Knowledge Base memory is designed for storing factual information, documents, and reference material that agents can search semantically. It's the foundation for RAG applications and fact-based question answering.

When to Use

  • RAG (Retrieval-Augmented Generation) applications
  • Storing documentation, articles, and reference material
  • Fact-based question answering
  • Grounding agent responses in source material
  • Building searchable knowledge repositories

Storage Strategy

Backend: Vector database (PostgreSQL with pgvector, SQLite with sqlite-vss) Why: Knowledge base requires:

  • Semantic search via embedding similarity
  • Efficient vector operations (cosine similarity, HNSW indexing)
  • Metadata filtering (by source, category, etc.)

Stored with vector embeddings for semantic search, indexed using HNSW (Hierarchical Navigable Small World) for fast approximate nearest neighbor search.

API Methods

add_knowledge

Add factual information or a document to the knowledge base.

async def add_knowledge(
content: str,
source: str | None = None,
metadata: dict[str, Any] | None = None
) -> str

Parameters:

  • content: The knowledge content (fact, passage, document chunk)
  • source: Optional source identifier (URL, document name, etc.)
  • metadata: Optional metadata (category, tags, etc.)

Returns: Memory ID

Example:

from memharness import MemoryHarness

async with MemoryHarness("sqlite:///memory.db") as harness:
# Add a fact
await harness.add_knowledge(
content="Python's Global Interpreter Lock (GIL) prevents true parallelism in CPU-bound threads.",
source="Python Documentation",
metadata={"category": "programming", "language": "python"}
)

# Add a document chunk
await harness.add_knowledge(
content="Kubernetes is a container orchestration platform that automates deployment, scaling, and management of containerized applications.",
source="https://kubernetes.io/docs",
metadata={"category": "devops", "topic": "kubernetes"}
)

# Add research findings
await harness.add_knowledge(
content="The study found that regular exercise improves cognitive function and reduces the risk of dementia by 30%.",
source="Journal of Neuroscience, 2025",
metadata={"category": "health", "type": "research"}
)

search_knowledge

Search the knowledge base by semantic similarity.
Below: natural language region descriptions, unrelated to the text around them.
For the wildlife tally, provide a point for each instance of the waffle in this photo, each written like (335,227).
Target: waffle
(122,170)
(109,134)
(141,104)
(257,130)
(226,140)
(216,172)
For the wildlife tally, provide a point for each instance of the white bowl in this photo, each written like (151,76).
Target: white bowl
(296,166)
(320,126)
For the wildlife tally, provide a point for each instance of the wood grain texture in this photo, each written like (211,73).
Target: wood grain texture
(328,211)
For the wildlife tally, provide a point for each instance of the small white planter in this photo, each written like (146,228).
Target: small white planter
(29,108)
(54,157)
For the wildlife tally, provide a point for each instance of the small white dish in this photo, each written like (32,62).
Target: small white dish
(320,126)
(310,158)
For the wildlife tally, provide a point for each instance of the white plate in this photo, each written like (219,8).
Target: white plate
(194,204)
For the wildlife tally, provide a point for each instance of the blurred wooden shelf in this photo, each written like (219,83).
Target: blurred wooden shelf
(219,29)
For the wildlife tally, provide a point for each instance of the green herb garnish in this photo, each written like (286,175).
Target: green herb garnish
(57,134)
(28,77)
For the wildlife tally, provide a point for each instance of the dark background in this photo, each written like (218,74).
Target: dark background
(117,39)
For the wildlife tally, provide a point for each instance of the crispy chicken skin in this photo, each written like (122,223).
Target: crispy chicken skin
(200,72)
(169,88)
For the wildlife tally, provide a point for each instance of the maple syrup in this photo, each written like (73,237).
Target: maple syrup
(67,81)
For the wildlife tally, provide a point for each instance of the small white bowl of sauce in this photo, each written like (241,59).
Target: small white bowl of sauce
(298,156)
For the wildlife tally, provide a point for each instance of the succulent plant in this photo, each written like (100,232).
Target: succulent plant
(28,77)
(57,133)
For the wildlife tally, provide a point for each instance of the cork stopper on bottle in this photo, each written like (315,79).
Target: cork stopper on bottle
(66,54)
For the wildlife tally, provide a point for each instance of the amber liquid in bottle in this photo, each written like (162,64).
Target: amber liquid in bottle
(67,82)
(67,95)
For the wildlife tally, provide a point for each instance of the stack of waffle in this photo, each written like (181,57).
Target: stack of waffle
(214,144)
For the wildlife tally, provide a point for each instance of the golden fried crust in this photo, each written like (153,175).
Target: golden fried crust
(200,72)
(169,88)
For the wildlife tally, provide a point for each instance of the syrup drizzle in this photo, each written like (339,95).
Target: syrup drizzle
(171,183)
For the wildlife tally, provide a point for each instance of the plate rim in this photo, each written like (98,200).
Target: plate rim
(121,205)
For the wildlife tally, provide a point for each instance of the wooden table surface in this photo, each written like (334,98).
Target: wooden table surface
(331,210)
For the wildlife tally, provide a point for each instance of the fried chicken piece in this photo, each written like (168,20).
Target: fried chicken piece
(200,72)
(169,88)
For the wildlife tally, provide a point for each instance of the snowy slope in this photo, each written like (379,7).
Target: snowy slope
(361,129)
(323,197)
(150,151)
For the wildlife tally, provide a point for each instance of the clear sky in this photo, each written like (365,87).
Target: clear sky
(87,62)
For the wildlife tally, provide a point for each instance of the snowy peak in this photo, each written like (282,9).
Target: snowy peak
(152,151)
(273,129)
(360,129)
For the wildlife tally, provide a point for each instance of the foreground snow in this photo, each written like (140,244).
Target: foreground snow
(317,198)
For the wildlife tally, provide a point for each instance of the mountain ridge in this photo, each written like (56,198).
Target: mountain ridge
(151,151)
async def search_knowledge(
query: str,
k: int = 5,
filters: dict[str, Any] | None = None
) -> list[MemoryUnit]

Parameters:

  • query: The search query
  • k: Number of results to return (default: 5)
  • filters: Optional metadata filters (e.g., {"category": "programming"})

Returns: List of MemoryUnit objects, ordered by relevance (similarity score)

Example:

# Basic search
results = await harness.search_knowledge("Python concurrency", k=3)

for r in results:
print(f"[{r.score:.2f}] {r.content[:100]}...")
print(f"Source: {r.metadata.get('source')}\n")

# Filtered search
python_docs = await harness.search_knowledge(
query="async programming",
k=5,
filters={"language": "python"}
)

# Multiple filters
kubernetes_docs = await harness.search_knowledge(
query="deployment strategies",
k=10,
filters={
"category": "devops",
"topic": "kubernetes"
}
)

Schema/Metadata Structure

Each knowledge base memory unit contains:

{
"id": "uuid",
"content": "The knowledge content",
"memory_type": "knowledge",
"namespace": ("knowledge",),
"metadata": {
"source": "Python Documentation", # Optional
# Custom metadata fields:
"category": "programming",
"language": "python",
"tags": ["concurrency", "async"],
"confidence": 0.95,
"last_verified": "2026-03-23"
},
"embedding": [0.123, -0.456, ...], # Vector embedding
"created_at": "2026-03-23T10:00:00Z",
"score": 0.87 # Similarity score (only in search results)
}

Best Practices

1. Chunk Documents Appropriately

Break large documents into searchable chunks:

def chunk_document(doc: str, chunk_size: int = 512) -> list[str]:
"""Split document into overlapping chunks."""
chunks = []
words = doc.split()
for i in range(0, len(words), chunk_size):
chunk = " ".join(words[i:i + chunk_size])
chunks.append(chunk)
return chunks

# Add each chunk
document = "Long document text..."
chunks = chunk_document(document)

for i, chunk in enumerate(chunks):
await harness.add_knowledge(
content=chunk,
source="long-document.pdf",
metadata={"chunk_id": i, "total_chunks": len(chunks)}
)

2. Use Source Tracking

Always include source information for attribution:

await harness.add_knowledge(
content="Fact from documentation",
source="https://docs.example.com/page",
metadata={
"source_type": "documentation",
"retrieved_at": datetime.utcnow().isoformat()
}
)

3. Leverage Metadata Filters

Use metadata to organize and filter knowledge:

# Add with rich metadata
await harness.add_knowledge(
content="Docker containers provide isolated environments...",
source="Docker Docs",
metadata={
"category": "devops",
"technology": "docker",
"difficulty": "beginner",
"language": "en"
}
)

# Search with filters
beginner_docker = await harness.search_knowledge(
query="container basics",
filters={
"category": "devops",
"technology": "docker",
"difficulty": "beginner"
}
)

4. Update vs. Replace

Knowledge can become stale. Choose whether to update or add new versions:

# Option 1: Add new version (preserves history)
await harness.add_knowledge(
content="Updated information about Python 3.14...",
source="Python 3.14 Release Notes",
metadata={"version": "3.14", "supersedes": old_id}
)

# Option 2: Update existing (if backend supports)
# await harness.update(old_id, new_content)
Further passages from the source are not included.